Even in the whirlwind of the holiday season, plenty of people refuse to forgo the pleasure of driving to a farm where they can cut down their own Colorado spruce or Frasier fir.
According to Donna Revak of Revak Nursery in Lakeville, for many families, “It’s really important to go out as a family and pick out your own and cut it down.”
She and her husband, Dale, have been selling cut-your-own trees from their Lakeville nursery since 1991, and like a lot of tree farms in or near Dakota County, their work is a family affair.
“It’s an industry that has a lot of small growers of 10 acres or less,” she said. “It’s a very personal kind of transaction. I think that’s why a lot of people like to go to a cut-your-own farm. You’re tapping into the tradition of the farm you’re going to.”
Revak’s kids help out. Even after one son moved out to New York to work as an architect, he flew back for the first few years to work on the farm during the busy season before the holidays. “With a lot of growers it’s that kind of situation. It’s a husband and wife. It’s kids.”

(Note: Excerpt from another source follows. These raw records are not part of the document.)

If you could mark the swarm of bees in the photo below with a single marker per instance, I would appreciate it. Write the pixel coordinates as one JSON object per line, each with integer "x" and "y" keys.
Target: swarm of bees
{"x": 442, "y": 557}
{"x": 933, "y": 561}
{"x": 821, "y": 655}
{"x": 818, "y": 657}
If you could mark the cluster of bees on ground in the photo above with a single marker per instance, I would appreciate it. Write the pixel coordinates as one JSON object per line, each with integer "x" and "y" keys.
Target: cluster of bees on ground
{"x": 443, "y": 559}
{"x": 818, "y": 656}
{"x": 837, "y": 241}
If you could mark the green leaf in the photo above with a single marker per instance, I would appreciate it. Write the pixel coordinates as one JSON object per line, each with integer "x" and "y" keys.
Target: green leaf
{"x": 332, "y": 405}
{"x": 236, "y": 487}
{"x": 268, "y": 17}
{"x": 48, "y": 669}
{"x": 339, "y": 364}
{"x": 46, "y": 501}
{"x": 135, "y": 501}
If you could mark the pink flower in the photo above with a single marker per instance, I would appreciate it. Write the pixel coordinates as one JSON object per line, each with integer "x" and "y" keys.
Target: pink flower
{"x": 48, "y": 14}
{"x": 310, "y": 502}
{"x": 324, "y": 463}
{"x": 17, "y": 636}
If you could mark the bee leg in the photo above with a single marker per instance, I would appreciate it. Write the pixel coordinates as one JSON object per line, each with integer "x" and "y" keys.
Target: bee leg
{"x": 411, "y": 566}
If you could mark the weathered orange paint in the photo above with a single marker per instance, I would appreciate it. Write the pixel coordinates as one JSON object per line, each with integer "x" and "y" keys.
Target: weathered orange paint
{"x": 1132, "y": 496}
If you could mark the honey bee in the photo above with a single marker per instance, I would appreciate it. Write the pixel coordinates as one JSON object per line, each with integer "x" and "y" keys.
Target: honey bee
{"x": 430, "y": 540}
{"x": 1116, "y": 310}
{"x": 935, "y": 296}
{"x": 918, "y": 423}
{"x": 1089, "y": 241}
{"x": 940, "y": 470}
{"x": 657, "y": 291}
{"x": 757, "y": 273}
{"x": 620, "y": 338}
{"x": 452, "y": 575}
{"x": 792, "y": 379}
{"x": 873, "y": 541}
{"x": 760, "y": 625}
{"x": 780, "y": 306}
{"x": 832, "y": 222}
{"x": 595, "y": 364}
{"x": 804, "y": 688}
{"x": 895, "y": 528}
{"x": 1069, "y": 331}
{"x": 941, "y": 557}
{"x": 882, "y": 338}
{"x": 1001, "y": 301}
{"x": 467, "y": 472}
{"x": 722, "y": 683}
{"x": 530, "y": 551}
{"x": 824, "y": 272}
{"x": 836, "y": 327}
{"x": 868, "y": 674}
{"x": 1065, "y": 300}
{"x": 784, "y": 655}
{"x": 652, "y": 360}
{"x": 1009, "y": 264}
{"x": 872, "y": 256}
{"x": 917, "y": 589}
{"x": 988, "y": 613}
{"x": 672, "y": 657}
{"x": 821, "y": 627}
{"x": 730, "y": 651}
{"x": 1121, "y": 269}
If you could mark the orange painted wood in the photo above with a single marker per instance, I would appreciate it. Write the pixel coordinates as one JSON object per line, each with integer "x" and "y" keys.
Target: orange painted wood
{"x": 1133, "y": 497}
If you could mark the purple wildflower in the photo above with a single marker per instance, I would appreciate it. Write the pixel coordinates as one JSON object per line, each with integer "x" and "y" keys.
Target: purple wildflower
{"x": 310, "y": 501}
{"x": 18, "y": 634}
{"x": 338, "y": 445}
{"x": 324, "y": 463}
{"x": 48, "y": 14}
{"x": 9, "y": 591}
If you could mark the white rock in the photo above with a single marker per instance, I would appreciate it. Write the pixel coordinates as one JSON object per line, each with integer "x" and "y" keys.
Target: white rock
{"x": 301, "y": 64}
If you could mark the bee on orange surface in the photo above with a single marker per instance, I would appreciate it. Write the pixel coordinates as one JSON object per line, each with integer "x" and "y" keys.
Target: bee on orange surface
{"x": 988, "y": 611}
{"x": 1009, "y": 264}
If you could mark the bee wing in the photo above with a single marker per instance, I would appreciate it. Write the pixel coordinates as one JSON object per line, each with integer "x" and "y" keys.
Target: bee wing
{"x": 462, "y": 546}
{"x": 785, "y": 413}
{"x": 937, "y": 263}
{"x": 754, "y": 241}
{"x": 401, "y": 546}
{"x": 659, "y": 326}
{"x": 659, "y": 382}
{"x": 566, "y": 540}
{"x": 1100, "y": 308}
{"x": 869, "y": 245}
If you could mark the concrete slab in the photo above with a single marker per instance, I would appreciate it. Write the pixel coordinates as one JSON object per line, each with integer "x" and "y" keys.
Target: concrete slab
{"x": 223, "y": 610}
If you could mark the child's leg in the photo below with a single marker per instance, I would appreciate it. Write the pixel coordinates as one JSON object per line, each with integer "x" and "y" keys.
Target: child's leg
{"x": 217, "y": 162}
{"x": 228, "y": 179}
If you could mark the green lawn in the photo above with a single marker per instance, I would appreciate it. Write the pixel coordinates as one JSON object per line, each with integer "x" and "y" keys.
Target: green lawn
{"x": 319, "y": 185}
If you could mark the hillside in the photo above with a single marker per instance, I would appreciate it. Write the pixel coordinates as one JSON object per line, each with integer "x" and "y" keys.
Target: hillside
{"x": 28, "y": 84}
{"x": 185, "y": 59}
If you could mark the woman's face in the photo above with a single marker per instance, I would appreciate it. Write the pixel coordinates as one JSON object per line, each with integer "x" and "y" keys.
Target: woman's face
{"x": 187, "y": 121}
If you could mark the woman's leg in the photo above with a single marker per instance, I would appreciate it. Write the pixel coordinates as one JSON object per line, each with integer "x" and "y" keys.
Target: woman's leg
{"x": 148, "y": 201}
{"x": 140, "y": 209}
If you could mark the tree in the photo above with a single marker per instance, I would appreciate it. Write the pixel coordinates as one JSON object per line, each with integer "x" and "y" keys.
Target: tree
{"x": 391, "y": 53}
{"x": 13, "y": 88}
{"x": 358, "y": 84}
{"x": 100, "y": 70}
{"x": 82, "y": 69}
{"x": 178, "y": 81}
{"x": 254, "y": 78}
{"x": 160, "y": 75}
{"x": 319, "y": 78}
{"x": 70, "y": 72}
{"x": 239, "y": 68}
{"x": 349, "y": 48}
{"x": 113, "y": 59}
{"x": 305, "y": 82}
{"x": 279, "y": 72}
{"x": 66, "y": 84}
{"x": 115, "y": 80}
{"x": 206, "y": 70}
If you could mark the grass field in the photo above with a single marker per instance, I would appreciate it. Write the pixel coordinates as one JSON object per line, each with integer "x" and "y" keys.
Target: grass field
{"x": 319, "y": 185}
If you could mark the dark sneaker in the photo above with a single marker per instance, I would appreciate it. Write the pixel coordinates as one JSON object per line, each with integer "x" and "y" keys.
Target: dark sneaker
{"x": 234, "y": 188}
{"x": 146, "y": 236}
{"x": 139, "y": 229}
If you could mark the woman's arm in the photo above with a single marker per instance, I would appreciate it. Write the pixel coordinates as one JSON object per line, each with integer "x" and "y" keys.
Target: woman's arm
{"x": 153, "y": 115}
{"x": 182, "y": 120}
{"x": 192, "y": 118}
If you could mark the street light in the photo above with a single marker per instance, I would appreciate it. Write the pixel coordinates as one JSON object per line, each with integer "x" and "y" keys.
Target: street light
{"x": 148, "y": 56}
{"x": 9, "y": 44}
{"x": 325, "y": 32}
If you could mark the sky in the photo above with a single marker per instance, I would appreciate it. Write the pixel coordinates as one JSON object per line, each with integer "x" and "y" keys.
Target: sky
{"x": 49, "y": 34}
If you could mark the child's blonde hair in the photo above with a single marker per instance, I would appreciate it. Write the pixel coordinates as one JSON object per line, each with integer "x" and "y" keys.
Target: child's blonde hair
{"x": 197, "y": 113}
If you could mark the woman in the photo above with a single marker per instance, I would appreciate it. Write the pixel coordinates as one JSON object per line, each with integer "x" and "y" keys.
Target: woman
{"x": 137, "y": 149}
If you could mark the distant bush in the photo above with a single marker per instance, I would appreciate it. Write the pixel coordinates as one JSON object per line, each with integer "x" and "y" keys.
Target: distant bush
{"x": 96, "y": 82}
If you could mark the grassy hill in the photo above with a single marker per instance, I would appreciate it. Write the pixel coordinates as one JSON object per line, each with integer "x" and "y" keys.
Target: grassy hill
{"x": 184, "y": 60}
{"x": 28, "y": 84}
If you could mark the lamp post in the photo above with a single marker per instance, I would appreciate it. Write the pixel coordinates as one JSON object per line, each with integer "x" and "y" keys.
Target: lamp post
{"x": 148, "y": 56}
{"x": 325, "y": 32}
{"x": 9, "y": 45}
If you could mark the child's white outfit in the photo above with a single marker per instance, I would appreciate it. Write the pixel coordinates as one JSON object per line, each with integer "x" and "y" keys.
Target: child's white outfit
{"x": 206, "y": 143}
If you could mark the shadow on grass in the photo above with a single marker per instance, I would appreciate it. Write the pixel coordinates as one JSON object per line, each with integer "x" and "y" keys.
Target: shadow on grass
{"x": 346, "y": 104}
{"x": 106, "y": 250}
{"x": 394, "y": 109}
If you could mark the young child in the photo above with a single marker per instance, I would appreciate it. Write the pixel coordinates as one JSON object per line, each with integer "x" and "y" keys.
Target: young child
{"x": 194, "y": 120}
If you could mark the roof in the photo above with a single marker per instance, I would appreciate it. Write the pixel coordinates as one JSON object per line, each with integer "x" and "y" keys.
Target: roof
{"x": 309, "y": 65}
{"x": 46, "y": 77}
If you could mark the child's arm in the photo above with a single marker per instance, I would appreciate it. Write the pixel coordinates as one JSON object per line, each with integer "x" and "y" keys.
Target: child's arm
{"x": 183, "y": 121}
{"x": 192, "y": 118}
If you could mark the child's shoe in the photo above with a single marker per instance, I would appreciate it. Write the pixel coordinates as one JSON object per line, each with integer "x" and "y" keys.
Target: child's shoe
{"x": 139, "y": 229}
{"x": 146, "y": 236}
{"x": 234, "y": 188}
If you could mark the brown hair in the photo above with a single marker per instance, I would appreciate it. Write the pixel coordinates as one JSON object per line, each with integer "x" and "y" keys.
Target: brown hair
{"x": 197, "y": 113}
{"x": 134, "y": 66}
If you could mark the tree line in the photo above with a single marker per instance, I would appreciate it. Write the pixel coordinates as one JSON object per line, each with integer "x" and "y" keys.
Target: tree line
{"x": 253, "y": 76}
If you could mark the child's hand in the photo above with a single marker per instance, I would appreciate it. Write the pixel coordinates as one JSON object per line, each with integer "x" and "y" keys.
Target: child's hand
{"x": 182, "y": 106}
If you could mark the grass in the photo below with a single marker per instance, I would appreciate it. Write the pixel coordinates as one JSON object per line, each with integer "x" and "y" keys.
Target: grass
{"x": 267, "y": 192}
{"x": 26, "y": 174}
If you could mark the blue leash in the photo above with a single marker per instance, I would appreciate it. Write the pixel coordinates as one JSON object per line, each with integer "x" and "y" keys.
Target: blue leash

Will Almendinger, owner of Hampton Hills Tree Farm in Randolph, also heads a family operation, though his has grown quite a bit. More than 45 years ago he started a tree lot on a street corner to put himself through college. Now, he said, his 140-acre farm is the largest one south of the Twin Cities.
“We see 800 cars a day,” he said, and the people who cut their own are “just a group that loves to get out. We used to say it’s a granola crowd.”
On certain weekends, Hampton Hills hosts hayrides and visits from Santa, and, Almendinger said, people will sometimes pack a picnic lunch to make it an all-day affair. A large section of their farm runs along native prairie, and weather permitting, they let people drive up a nearby bluff where “it’s very scenic,” he said.
On Revak’s farm they host visits from Santa, fire up a warming tent, sell concessions and give kids rides on a kiddie train. A holiday shop stocks thousands of holiday ornaments, with a large selection of mouth blown and hand-painted glass ornaments from the Czech Republic and Poland, which Revak likes to call “affordable miniature art pieces.”
Revak is a member of the Minnesota Christmas Tree Association and its “Go Green, Get Real” campaign, which encourages people to consider the environmental benefits of buying real Christmas trees. She regularly talks to schoolchildren about how the farms are sustainable — they plant new trees for the ones they cut down — and how trees provide animal habitat and change carbon dioxide to oxygen.
She said people should consider buying a real tree “if you are concerned about the health of the planet and the people on it.”
Here are Revak’s tips for tree shopping and chopping your own tree:
• Dress for the weather.
• Bring a sled. Dragging the tree on the bare ground, especially when there is no snow, can damage the tree.
• Cut the stump again once you get home. “A fresh cut is really important,” she said. “A tree is a living thing, and the sap acts like the blood in a human body.”
• Put it in a tree stand that holds at least a gallon of water. Revak said that freshly cut trees will drink a gallon of water a day.
Liz Rolfsmeier is a Twin Cities freelance writer.